Jeopardy taping studio. (Photo by Justin Levy, Creative Commons)
Jeopardy taping studio. (Photo by Justin Levy, Creative Commons)
In the latest segment of Jeopardy, the ever decreasing line between computers and humans has lessened to a whole new level.

In the three-day series titled “Man vs Machine” the International Business Machine (IBM) supercomputer, Watson, blew the legendary Jeopardy champions Ken Jennings and Brad Rutter out of the water. Ending the third day with $77,147 and having only once lost the lead to his two opponents, Watson seems undefeatable.

If 74-time champion Ken Jennings and 20-time champion Brad Rutter can’t beat Watson, no one is likely to be able to.

Watson, named after founder of IBM Thomas Watson, is a program that stands alone from the internet which extracts information out of the 4 terabytes of data including plays, encyclopedias, and even pop culture shows to provide an answer to any question posed to it.

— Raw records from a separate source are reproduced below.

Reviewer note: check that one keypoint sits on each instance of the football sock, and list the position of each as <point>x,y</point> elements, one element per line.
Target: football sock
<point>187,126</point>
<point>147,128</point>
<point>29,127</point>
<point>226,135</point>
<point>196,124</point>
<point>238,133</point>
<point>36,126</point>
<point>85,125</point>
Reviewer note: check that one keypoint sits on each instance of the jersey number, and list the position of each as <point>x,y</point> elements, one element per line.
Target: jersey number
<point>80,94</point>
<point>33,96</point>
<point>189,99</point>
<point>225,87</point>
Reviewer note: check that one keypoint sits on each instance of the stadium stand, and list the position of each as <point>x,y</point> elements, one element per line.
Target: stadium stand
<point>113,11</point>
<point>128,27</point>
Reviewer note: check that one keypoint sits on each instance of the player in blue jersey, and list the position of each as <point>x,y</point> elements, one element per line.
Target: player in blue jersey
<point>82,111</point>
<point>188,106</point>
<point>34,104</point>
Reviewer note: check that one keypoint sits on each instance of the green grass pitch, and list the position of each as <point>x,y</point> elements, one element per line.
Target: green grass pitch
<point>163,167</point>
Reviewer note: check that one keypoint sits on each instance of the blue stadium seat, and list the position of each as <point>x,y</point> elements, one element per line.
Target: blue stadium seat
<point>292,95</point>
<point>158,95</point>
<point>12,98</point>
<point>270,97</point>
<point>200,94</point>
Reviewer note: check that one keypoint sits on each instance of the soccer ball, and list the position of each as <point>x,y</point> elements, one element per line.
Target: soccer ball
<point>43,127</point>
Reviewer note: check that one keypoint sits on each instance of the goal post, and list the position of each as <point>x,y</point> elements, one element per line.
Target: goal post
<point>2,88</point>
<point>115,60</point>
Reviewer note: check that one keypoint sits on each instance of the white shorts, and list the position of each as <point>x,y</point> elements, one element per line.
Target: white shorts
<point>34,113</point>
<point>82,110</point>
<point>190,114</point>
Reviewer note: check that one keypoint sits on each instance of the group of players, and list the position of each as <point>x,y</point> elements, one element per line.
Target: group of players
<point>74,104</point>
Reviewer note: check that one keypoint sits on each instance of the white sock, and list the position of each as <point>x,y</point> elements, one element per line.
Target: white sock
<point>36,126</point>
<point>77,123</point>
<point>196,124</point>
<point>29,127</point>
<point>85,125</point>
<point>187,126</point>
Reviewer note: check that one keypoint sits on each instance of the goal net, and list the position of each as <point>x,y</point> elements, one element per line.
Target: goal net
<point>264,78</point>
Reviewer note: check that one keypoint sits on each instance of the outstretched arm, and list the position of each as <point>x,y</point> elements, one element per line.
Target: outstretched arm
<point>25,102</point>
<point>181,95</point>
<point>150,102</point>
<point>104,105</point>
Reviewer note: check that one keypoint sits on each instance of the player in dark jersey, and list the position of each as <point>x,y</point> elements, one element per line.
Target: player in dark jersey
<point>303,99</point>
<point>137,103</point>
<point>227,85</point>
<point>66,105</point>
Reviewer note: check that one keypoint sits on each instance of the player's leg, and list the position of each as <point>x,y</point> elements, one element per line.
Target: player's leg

However, just like a human being, Watson was not without its hesitancy and mistakes. When Watson missed the final Jeopardy question on the second day, the audience gasped and expressed genuine disbelief. The clue, which was “this city's largest airport is named for a World War II hero, and its 2nd largest is named for a World War II battle,” made Watson the only contestant ever in the history of the show to miss a question in the U.S Cities category.

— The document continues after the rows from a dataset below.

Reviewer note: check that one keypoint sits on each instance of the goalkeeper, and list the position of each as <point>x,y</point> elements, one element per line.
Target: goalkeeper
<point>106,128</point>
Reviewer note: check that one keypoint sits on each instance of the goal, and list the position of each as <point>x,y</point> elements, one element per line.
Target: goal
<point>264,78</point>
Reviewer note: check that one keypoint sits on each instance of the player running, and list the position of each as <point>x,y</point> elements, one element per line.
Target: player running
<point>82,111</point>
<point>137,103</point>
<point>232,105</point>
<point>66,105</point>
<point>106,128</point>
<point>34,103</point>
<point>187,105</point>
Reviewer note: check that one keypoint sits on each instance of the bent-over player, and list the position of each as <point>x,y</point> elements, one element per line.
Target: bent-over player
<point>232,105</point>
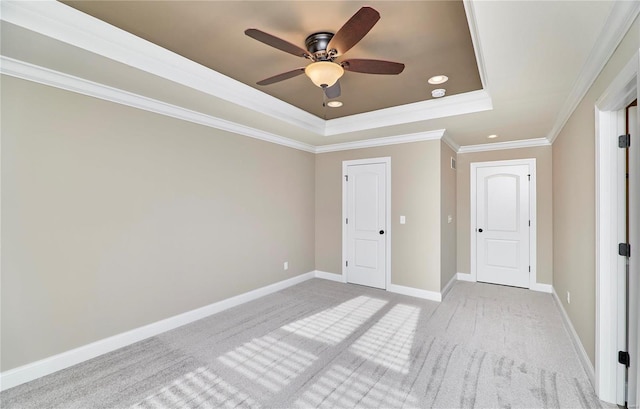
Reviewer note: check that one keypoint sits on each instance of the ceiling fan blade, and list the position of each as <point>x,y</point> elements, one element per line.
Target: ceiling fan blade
<point>333,91</point>
<point>282,77</point>
<point>276,42</point>
<point>354,30</point>
<point>373,66</point>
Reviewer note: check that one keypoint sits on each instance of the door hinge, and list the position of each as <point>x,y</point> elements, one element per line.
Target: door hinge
<point>624,141</point>
<point>624,249</point>
<point>623,358</point>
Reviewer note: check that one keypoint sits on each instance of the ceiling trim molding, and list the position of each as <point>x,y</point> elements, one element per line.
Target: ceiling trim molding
<point>619,21</point>
<point>475,39</point>
<point>389,140</point>
<point>446,138</point>
<point>498,146</point>
<point>45,76</point>
<point>64,23</point>
<point>469,102</point>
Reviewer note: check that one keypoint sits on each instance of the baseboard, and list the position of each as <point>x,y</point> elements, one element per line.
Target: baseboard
<point>330,276</point>
<point>543,288</point>
<point>465,277</point>
<point>38,369</point>
<point>448,287</point>
<point>575,339</point>
<point>414,292</point>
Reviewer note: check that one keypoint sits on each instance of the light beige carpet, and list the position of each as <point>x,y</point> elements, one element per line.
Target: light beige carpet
<point>326,344</point>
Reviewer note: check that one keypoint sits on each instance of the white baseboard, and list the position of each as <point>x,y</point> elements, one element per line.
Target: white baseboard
<point>38,369</point>
<point>543,288</point>
<point>465,277</point>
<point>575,339</point>
<point>330,276</point>
<point>414,292</point>
<point>449,285</point>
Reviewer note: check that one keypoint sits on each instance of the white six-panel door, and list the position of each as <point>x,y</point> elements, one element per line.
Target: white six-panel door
<point>366,224</point>
<point>503,224</point>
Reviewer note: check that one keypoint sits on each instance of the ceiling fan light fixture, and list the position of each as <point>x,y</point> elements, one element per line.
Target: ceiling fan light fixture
<point>438,79</point>
<point>324,73</point>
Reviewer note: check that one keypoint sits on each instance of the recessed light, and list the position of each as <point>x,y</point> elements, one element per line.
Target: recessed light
<point>438,79</point>
<point>438,93</point>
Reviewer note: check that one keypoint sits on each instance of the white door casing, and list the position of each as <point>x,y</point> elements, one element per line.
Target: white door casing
<point>365,232</point>
<point>634,262</point>
<point>610,331</point>
<point>503,222</point>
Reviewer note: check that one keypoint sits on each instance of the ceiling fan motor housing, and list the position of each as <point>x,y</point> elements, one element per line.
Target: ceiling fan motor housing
<point>317,44</point>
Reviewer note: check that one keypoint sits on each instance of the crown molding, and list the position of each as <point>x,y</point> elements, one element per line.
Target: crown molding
<point>469,102</point>
<point>45,76</point>
<point>446,138</point>
<point>470,11</point>
<point>498,146</point>
<point>64,23</point>
<point>389,140</point>
<point>48,77</point>
<point>619,21</point>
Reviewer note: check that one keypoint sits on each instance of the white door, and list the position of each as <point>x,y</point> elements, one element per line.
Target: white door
<point>366,224</point>
<point>502,225</point>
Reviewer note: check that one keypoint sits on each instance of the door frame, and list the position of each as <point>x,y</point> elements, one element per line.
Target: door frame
<point>531,162</point>
<point>345,164</point>
<point>609,123</point>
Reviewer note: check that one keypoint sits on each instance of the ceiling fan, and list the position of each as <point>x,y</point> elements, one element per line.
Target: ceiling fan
<point>324,48</point>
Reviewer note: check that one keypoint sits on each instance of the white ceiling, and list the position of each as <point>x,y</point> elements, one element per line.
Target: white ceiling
<point>536,60</point>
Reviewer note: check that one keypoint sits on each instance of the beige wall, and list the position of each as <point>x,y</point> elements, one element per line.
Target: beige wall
<point>415,193</point>
<point>447,208</point>
<point>113,218</point>
<point>544,202</point>
<point>574,201</point>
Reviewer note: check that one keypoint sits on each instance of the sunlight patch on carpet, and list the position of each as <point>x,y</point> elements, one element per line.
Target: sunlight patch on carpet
<point>335,324</point>
<point>200,388</point>
<point>268,361</point>
<point>388,342</point>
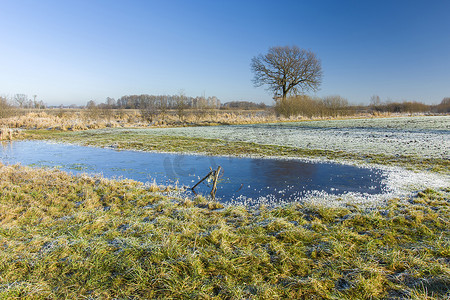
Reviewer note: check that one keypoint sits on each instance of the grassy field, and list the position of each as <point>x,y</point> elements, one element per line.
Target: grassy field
<point>81,237</point>
<point>132,139</point>
<point>64,236</point>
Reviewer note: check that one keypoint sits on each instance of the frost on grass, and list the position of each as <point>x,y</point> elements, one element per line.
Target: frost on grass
<point>422,137</point>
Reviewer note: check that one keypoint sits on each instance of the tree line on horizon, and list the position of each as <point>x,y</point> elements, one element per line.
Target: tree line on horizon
<point>151,106</point>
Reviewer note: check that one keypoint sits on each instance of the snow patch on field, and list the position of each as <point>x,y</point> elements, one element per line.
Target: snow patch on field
<point>422,137</point>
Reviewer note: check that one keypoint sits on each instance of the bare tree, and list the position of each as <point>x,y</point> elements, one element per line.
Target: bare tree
<point>181,105</point>
<point>21,99</point>
<point>287,70</point>
<point>6,110</point>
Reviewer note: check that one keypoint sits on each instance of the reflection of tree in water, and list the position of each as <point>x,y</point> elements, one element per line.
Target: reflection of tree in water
<point>275,173</point>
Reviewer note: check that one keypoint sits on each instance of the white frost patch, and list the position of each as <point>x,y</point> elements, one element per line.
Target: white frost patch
<point>422,137</point>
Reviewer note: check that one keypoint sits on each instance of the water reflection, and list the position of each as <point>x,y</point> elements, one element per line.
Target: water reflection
<point>252,178</point>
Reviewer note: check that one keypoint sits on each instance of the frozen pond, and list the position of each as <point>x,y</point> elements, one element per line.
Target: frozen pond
<point>275,180</point>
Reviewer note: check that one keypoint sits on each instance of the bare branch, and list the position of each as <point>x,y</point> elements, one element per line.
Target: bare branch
<point>287,70</point>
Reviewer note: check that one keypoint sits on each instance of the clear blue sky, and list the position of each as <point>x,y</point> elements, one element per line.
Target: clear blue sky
<point>70,52</point>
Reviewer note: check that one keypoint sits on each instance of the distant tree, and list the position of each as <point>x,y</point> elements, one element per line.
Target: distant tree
<point>92,110</point>
<point>287,70</point>
<point>21,100</point>
<point>444,106</point>
<point>148,107</point>
<point>336,105</point>
<point>6,109</point>
<point>375,100</point>
<point>181,105</point>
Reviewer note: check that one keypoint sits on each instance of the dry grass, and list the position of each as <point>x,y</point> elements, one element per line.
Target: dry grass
<point>80,237</point>
<point>83,119</point>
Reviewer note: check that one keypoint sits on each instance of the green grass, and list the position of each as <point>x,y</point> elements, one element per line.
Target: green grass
<point>80,237</point>
<point>130,140</point>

While both of the previous Champions answered with the city “Chicago,” Watson uncertainly replied with “Toronto.” The mistake, however, had little effect on the overall stage of the game since Watson only wagered $947 for a clue.

Those that worked on Watson said that this supercomputer has the ability to “revolutionize entire industries with this new capability.” Using Jeopardy to gauge the computer’s ability to understand natural language, Watson exceeded expectations when he buzzed in on over 80 percent of the questions first. Watson, which won a million dollars, divided the winnings and donated it charity. 

After three days of demonstration, it seems that Watson has replicated more human traits than any other computer has ever before. It made mistakes, achieved excellence, and played the betting game with as much strategy as the best man could. 

The team of experts that created Watson said that its main purpose is to “help make us smarter individually and therefore make a smarter planet.”